12/06/2007 – 16h09 – © Reuters
Quatre ans après son lancement, Roshan, la première société de téléphone mobile d’Afghanistan, enregistre pour la première fois des bénéfices annuels et indique que le marché gagne environ 100.000 nouveaux clients par mois.
Première société de téléphone mobile d’Afghanistan, Roshan vient d’enregistrer pour la première fois des bénéfices annuels, quatre ans après son lancement.
Certes, ses employés doivent prendre quelques précautions contre les explosions de mines et les enlèvements, et les taliban auraient menacé de faire sauter ses tours de communication. La plupart de ses 1,3 million de clients ne savent ni lire, ni écrire.
Mais à part cela, son directeur britannique, Altaf Ladak, se veut résolument optimiste.
“Heureusement, nous n’avons perdu aucun membre de notre personnel, même si, il y a un an et demi, un sous-traitant a été tué. Mais c’était quelqu’un qui ne respectait pas les règles de sécurité”, nuance-t-il. “Il a été enlevé et décapité.”

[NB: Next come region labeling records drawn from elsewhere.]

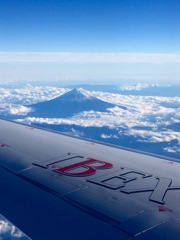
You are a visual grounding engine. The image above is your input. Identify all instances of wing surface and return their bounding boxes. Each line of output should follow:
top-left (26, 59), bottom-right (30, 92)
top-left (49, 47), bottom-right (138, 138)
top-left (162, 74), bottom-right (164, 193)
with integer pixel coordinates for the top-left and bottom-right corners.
top-left (0, 119), bottom-right (180, 240)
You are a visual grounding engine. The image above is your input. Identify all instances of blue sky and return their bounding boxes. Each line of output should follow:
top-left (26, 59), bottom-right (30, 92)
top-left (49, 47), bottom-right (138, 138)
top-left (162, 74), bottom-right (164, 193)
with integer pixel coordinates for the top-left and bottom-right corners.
top-left (0, 0), bottom-right (180, 83)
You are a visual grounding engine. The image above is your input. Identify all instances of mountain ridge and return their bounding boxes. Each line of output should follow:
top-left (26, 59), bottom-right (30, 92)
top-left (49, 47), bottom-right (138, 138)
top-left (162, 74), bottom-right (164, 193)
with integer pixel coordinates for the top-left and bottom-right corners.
top-left (28, 88), bottom-right (126, 118)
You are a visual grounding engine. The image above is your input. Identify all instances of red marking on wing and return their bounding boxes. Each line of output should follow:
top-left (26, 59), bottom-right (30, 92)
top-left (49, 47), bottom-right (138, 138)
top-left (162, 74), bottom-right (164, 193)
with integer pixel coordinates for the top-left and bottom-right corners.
top-left (54, 158), bottom-right (113, 177)
top-left (164, 161), bottom-right (175, 165)
top-left (159, 206), bottom-right (173, 212)
top-left (0, 143), bottom-right (9, 147)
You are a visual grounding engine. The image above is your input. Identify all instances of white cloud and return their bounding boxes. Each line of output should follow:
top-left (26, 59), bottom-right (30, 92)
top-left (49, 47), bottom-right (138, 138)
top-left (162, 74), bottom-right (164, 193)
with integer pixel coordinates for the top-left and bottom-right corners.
top-left (0, 52), bottom-right (180, 63)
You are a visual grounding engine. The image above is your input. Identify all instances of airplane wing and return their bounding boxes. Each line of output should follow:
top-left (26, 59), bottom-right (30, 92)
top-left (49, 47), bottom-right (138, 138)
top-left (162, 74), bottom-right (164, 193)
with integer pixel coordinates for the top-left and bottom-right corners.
top-left (0, 119), bottom-right (180, 240)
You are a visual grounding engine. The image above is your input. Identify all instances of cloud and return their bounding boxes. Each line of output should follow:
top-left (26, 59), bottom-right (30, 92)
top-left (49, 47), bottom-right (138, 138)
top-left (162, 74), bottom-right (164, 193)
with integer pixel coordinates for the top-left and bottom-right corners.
top-left (0, 52), bottom-right (180, 63)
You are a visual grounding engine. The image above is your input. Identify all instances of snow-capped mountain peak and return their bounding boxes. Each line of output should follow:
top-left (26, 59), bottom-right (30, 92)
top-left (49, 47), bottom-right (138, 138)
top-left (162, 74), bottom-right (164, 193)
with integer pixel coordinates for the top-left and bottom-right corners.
top-left (61, 88), bottom-right (94, 102)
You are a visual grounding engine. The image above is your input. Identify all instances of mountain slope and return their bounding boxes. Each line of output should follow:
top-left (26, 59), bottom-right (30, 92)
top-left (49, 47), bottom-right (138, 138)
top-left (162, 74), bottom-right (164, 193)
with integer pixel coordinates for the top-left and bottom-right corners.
top-left (28, 89), bottom-right (122, 118)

L’Afghanistan n’en reste pas moins une zone de guerre où les taliban, renversés lors de l’intervention américaine de la fin 2001, continuent de harceler les forces gouvernementales soutenues par 50.000 militaires étrangers.

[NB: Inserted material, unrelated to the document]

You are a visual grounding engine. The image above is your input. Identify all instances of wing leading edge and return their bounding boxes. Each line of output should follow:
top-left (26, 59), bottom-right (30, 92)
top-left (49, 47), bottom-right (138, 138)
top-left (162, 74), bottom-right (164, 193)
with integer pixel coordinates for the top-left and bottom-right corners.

Les attentats suicides, les enlèvements, les explosions de bombes et autres violences sont le lot quotidien des quelque 30 millions d’Afghans.
Les étrangers travaillent dans des bureaux dont l’accès est protégé par des blocs de béton, des blindés de l’Otan sillonnent les rues et tout Afghan en uniforme porte un fusil d’assaut AK-47.

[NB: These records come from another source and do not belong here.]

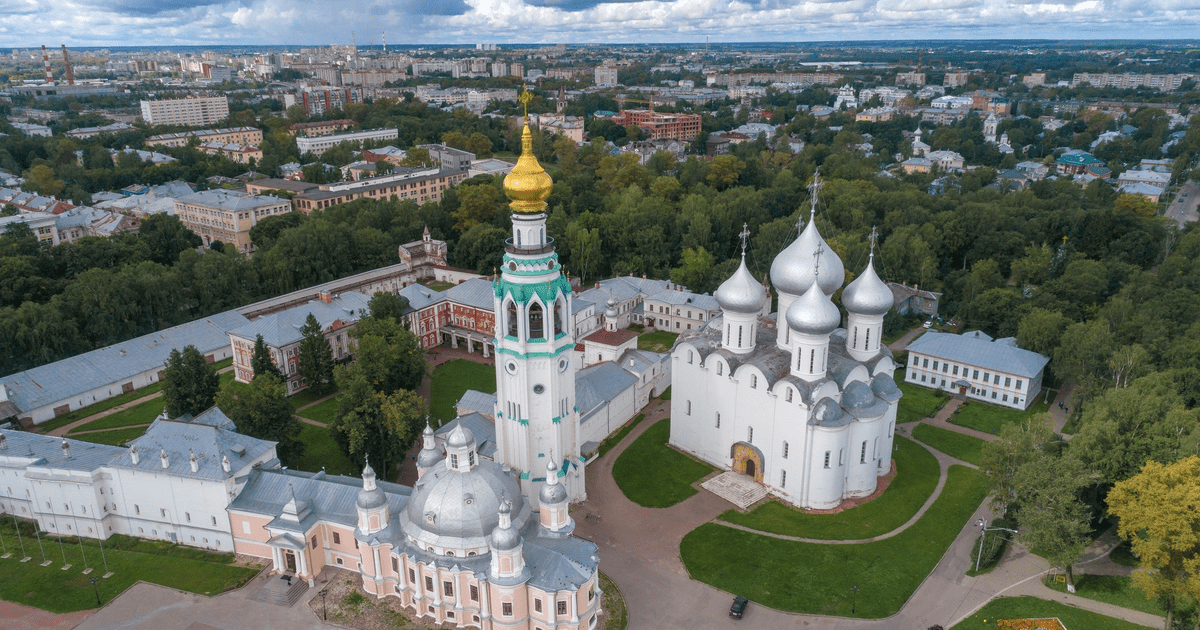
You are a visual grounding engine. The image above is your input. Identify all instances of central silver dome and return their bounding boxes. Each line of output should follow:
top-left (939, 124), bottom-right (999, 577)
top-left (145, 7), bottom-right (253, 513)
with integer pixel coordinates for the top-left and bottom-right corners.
top-left (841, 256), bottom-right (895, 316)
top-left (770, 218), bottom-right (846, 295)
top-left (713, 257), bottom-right (767, 313)
top-left (786, 284), bottom-right (841, 335)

Mais pour la première fois, les téléphones portables pourraient bien dépasser en nombre les armes dans les rues afghanes.
Seuls huit pour cent des Afghans possèdent un GSM mais le marché gagne environ 100.000 clients par mois, selon la Telecom Development Company Afghanistan Ltd, mieux connue sous le nom de Roshan (“lumière” en dari, l’une des langues locales).
“En terme de pénétration, il s’agit aujourd’hui du marché dont la croissance est la plus rapide au monde”, précise Ladak en faisant visiter la boutique fraîchement repeinte de Roshan à Kaboul.
PICTOGRAMMES POUR LES SMS
Ce magasin ressemble à n’importe quelle boutique de téléphones mobiles au monde, si ce n’est, à l’entrée, la présence d’un agent de sécurité, et sur la porte un pictogramme représentant un AK-47 barré de rouge interdisant l’accès aux personnes armées.
Le mois dernier, des médias locaux ont rapporté que des taliban avaient menacé de détruire les tours de communication de Roshan en accusant la compagnie d’avoir fourni leurs numéros de téléphone aux militaires américains et afghans.
“Nous en avons entendu parler”, dit Ladak en évoquant les informations diffusées par les médias. Mais il affirme que Roshan n’a jamais reçu de menace directe des taliban et qu’aucune de ses tours n’a été détruite.
Parfois, des personnes sont enlevées, leurs ravisseurs téléphonent pour réclamer une rançon, et un proche supplie Roshan d’identifier le preneur d’otage grâce à son numéro.
Mais Roshan assure qu’il ne révèle l’identité d’un client à personne d’autre qu’au ministère des Communications.
Roshan allie l’entreprise commerciale à l’aide au développement. Il est détenu majoritairement par un riche bienfaiteur, le prince Karim Aga Khan, mais Monaco Telecom, dont le principal actionnaire est la compagnie britannique Cable & Wireless, y détient aussi une participation.
Il contrôle la moitié environ du marché afghan, devant son principal concurrent, Afghan Wireless, entreprise privée soutenue par l’homme d’affaire afghan Ehsan Bayat, aussi connu pour ses actions de bienfaisance.
Roshan a enregistré un revenu de 150 millions de dollars en 2005 et son chiffre d’affaires croît annuellement de 20 à 30%, précise Ladak, ajoutant que l’entreprise emploie un millier de personnes, afghanes pour la plupart.
Mais les défis ne relèvent pas toujours de la sécurité. Par exemple, on s’attendrait à ce que les SMS, beaucoup moins chers que les appels, soient très utilisés, mais la majeure partie de la population ne sait ni lire ni écrire.
Roshan a réagi en mettant au point un système de pictogrammes permettant d’échanger des informations de base.
Quant à savoir si la compagnie sera un jour cotée en Bourse, “Ce n’est pas notre philosophie”, explique Ladak. “Notre philosophie est d’être ici sur le long terme et de nous préoccuper davantage du côté social et du développement rural”.